Around that time, the state began allowing commercial beekeepers to use an online system called Driftwatch. Drift refers to wind and other forces that spread pesticides. Chris Wade, pesticide administrator at the Department of Ag, explains.

“We complaints on drift sometimes, from pesticides and herbicides,” said Wade. “We saw a need to have something in place for communication. So that specialty crop growers and beekeepers could list their sites so applicators could have a reference to try and avoid those sites when they’re doing applications.”

This spring, the state opened up Driftwatch to noncommercial beekeepers as part of a program that they call BeeCheck. Before, there were 12 people registered. Now it’s doubled to 25.

 

“We didn’t want to just favor big commercial people, we wanted to expand it,” said Laura Mensch, a hydrologist with the Department of Agriculture. “And really, we’re trying to get people interested in keeping bees and in pollinator health.”

This supports Delaware’s developing pollinator protection plan, a set of voluntary guidelines meant to promote the health of all kinds of pollinators. It mainly focuses on advising beekeepers on limiting pesticide exposure and encourage conversation between them and growers.

Chris Wade and the department of agriculture’s plant industries administrator Faith Kuehn says there’s sometimes multiple people involved.

“Well, a lot of times, the beekeeper might have an agreement with the owner of the land, saying, ‘I’m going to put my hives out, like I’ve done for 20 years,’ but the grower, might not be aware that the bees are there,” said Wade.

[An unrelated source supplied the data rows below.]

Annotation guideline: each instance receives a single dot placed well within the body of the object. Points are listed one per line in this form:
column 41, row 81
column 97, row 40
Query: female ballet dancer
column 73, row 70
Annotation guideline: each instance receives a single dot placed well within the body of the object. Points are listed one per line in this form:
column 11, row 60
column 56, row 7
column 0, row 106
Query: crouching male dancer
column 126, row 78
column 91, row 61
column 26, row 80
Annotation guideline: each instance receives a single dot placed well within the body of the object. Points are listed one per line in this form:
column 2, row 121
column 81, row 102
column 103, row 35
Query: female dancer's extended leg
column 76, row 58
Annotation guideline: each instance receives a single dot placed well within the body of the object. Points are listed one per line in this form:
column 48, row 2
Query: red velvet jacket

“Right now, there’s a missing link,” said Kuehn. “We have to loop the landowner, the grower who might be renting the land, and the beekeeper. So if we can link all of those together in a good communication link, that reduces the risk of having someone not know that bees are there when they’re flying over for pesticide application.”

Making Driftwatch more inclusive and putting together these recommendations for best practices are expected to do a lot for pollinator health in Delaware. UD’s Deborah Delaney sees more work needed on how beekeepers and growers should engage with each other...

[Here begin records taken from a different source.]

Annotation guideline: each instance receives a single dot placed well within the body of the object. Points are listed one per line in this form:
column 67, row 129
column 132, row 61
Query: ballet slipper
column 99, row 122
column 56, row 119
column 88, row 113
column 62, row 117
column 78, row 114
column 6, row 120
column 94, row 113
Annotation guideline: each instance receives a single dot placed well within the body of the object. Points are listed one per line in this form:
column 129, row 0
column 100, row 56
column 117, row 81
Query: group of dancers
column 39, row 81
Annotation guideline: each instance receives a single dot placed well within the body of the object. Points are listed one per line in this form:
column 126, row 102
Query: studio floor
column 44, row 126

“Yeah, and I think that’s the trickiest part...is trying to figure out how to do that,” said Delaney. “Just seeing a name and realizing that they’re there is not going to help you unless you reach out and actually start to talk to each other… about plans should a problem occur, spray dates, or active foraging dates for the hive. So all of these things need to be discussed once those people are identified that you need to have a conversation with.”

Back in Smyrna, Kathy Hossler lives right next to a soybean farm. She’s never actually talked to the farmer about her hives, but she isn’t totally sure if her bees are going there anyway. And in the grand scheme of things, she doesn’t want to interfere with somebody’s bottom line.

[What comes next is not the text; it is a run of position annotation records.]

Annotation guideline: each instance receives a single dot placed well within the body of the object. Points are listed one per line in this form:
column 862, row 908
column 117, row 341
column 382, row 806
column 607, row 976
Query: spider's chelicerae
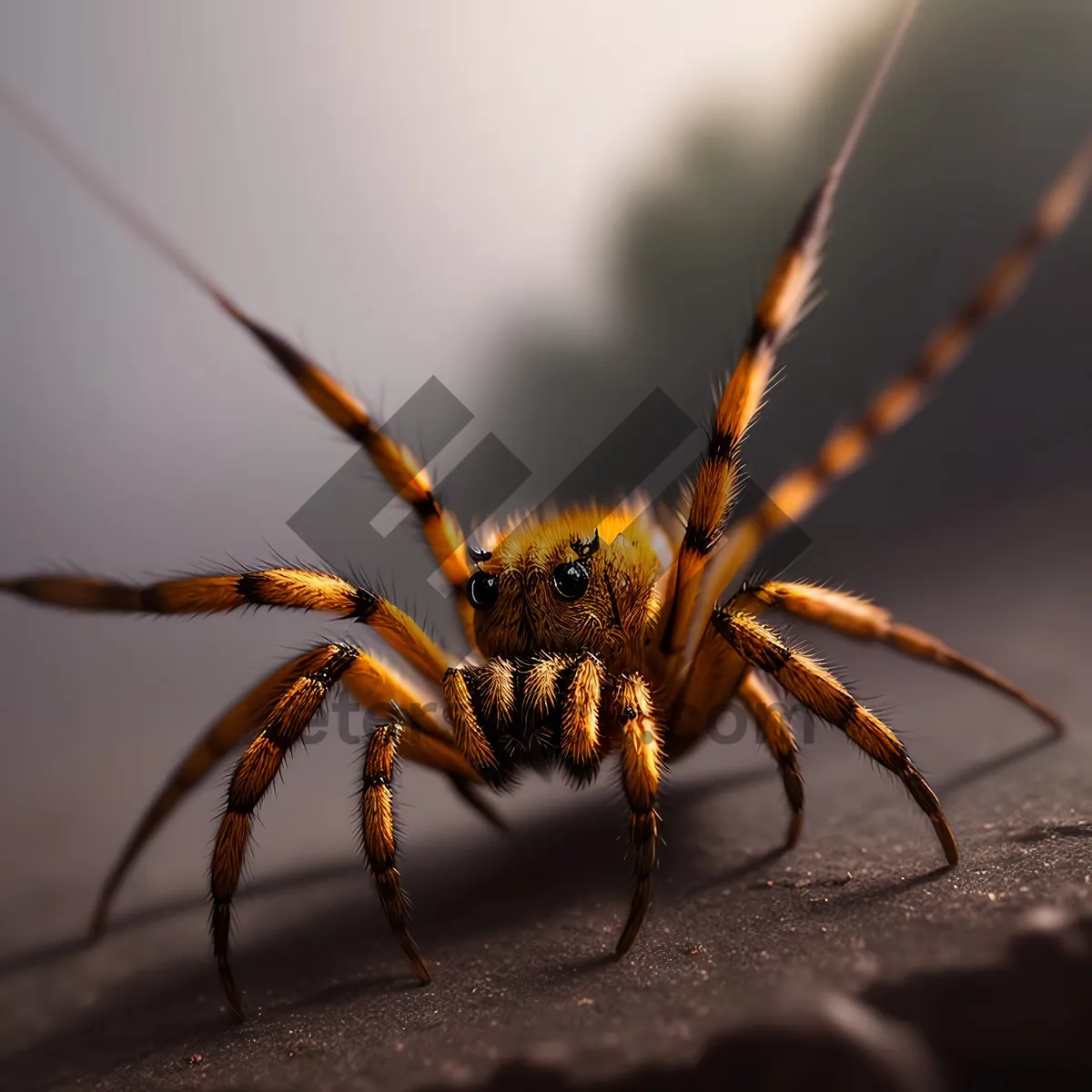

“This is my hobby. That’s their livelihood,” she said.

But when Driftwatch opened up to hobbyists, she was eager to sign up. And having these bees nearby could potentially benefit the growers.

Hossler’s neighbor John Brown says he said a huge difference in his garden after the hives were built next to his yard.

“Could be in my head, but I noticed I had a really good year last year and the year before,” said Brown.

It's actually not just in his head. Honeybees pollinate $15 billion dollars’ worth of crops in the U.S. every year. A number of major Delaware crops, like watermelon and pumpkins, wouldn't be able to flourish without them.

That makes the state’s pollinator protection plan, which should be finalized sometime this year, as critical to the economic health of the state’ agriculture industry as it is to the health of honeybees. The first step to promoting both is to make sure that everyone is on the same page.